Actually constructing the dynamics for a system like this in a nice way (“canonical dynamics with anomaly-free constraints”) is still a big problem, which Bianca suggested might be approached by this coarse-graining idea.  Now, if a theory is topological (here we get the link to TQFT), such as electromagnetism in 2D, or (linearized) gravity in 3D, coarse graining doesn’t change much.  But otherwise, changing the length scale means changing the action for the continuum limit of the theory.  This is related to renormalization: one starts with a “naive” guess at a theory, then refines it (in this case, by the coarse-graining process), which changes the action for the theory, until arriving at (or approximating to) a fixed point.  Bianca showed an example, which produces a really huge, horrible action full of very complicated terms, which seems rather dissatisfying.  What’s more, she pointed out that, unless the theory is topological, this always produces an action which is non-local – unlike the “naive” discrete theory.  That is, the action can’t be described in terms of a bunch of non-interacting contributions from the field at individual points – instead, it’s some function which couples the field values at distant points (albeit in a way that falls off exponentially as the points get further apart).

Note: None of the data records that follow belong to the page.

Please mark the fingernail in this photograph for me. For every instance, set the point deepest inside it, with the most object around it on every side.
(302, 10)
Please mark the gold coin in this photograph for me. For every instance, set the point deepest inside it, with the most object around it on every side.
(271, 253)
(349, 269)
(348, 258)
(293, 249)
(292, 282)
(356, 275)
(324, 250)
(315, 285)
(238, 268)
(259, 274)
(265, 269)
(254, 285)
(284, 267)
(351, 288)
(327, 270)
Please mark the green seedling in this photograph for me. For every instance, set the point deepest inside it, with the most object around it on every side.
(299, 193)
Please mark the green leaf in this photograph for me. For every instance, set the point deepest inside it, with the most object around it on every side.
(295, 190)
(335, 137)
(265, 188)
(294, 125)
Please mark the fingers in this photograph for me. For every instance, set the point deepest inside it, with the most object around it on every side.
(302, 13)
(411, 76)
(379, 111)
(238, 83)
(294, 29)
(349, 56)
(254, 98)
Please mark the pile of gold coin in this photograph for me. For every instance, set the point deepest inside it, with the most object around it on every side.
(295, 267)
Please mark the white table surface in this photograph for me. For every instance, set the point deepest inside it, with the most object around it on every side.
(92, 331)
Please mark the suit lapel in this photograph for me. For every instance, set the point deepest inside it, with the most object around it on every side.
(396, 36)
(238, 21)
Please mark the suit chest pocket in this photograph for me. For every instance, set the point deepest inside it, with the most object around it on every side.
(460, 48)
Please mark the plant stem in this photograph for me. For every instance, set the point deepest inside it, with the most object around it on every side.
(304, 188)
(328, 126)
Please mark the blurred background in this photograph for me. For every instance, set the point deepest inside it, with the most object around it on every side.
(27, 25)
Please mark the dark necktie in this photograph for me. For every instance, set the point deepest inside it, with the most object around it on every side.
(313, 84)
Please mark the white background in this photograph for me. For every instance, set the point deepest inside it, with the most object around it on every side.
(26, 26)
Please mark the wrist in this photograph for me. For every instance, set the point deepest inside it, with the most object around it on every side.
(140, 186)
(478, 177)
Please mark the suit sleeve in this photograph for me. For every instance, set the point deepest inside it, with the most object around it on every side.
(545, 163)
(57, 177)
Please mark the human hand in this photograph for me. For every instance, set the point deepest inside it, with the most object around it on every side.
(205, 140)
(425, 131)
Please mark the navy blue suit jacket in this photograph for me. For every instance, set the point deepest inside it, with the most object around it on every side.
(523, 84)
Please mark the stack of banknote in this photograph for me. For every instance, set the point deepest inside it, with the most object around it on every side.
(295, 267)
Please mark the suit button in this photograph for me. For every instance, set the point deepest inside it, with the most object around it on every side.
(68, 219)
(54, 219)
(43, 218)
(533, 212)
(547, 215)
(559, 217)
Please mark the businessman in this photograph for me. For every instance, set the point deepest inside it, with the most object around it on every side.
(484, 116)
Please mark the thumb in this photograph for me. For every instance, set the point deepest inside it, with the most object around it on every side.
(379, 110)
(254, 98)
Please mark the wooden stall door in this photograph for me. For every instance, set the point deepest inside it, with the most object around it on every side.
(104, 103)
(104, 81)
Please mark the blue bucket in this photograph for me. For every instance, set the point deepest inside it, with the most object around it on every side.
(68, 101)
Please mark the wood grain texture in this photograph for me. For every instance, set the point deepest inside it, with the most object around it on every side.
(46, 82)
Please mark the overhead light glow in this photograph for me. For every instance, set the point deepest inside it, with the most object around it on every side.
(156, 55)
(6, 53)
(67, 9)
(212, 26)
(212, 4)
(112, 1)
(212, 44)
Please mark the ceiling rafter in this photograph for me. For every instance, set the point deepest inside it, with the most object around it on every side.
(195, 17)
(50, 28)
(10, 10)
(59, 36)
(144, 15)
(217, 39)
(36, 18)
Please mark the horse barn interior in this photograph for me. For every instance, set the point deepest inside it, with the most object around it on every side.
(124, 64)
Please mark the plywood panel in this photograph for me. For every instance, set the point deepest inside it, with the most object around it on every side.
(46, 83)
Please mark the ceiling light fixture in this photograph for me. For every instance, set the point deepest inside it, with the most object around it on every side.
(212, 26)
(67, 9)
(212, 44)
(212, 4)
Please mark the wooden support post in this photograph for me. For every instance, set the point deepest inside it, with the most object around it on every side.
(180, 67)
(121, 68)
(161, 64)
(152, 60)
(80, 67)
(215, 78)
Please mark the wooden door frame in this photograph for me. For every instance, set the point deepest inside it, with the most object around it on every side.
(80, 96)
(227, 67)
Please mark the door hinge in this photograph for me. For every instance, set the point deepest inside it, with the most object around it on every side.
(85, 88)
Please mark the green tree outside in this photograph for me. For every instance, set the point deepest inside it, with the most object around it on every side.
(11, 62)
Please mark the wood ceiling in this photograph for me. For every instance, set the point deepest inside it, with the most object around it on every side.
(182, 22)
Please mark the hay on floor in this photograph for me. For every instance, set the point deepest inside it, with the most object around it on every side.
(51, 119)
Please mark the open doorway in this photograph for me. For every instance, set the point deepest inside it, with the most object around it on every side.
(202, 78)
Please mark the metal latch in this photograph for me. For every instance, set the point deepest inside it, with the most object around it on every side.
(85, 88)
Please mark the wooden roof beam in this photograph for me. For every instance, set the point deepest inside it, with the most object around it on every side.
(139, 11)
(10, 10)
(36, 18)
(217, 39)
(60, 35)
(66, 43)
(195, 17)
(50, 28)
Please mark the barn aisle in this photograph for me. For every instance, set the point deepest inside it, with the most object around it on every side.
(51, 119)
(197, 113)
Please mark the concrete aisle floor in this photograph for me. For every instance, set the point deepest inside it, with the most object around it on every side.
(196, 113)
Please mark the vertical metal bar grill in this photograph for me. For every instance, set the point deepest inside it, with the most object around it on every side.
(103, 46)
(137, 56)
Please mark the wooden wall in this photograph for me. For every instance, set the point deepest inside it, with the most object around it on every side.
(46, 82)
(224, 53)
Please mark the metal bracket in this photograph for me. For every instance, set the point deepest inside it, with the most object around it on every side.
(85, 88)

In a more specific talk, Aleksandr Mikovic discussed “Finiteness and Semiclassical Limit of EPRL-FK Spin Foam Models”, looking at a particular example of such models which is the (relatively) new-and-improved candidate for quantum gravity mentioned above.  This was a somewhat technical talk, which I didn’t entirely follow, but  roughly, the way he went at this was through the techniques of perturbative QFT.  That is, by looking at the theory in terms of an “effective action”, instead of some path integral over histories \phi with action S(\phi) – which looks like \int d\phi  e^{iS(\phi)}.  Starting with some classical history \bar{\phi} – a stationary point of the action S – the effective action \Gamma(\bar{\phi}) is an integral over small fluctuations \phi around it of e^{iS(\bar{\phi} + \phi)}.

He commented more on the distinction between the question of triangulation independence (which is crucial for using spin foams to give invariants of manifolds) and the question of whether the theory gives a good quantum theory of gravity – that’s the “semiclassical limit” part.  (In light of the above, this seems to amount to asking if “diffeomorphism invariance” really extends through to the full theory, or is only approximately true, in the limiting case).  Then the “finiteness” part has to do with the question of getting decent asymptotic behaviour for some of those weights mentioned above so as to give a nice effective action (if not necessarily triangulation independence).  So, for instance, in the Ponzano-Regge model (which gives a nice invariant for manifolds), the vertex amplitudes A_v are found by the 6j-symbols of representations.  The asymptotics of the 6j symbols then becomes an issue – Alekandr noted that to get a theory with a nice effective action, those 6j-symbols need to be scaled by a certain factor.  This breaks triangulation independence (hence means we don’t have a good manifold invariant), but gives a physically nicer theory.  In the case of 3D gravity, this is not what we want, but as he said, there isn’t a good a-priori reason to think it can’t give a good theory of 4D gravity.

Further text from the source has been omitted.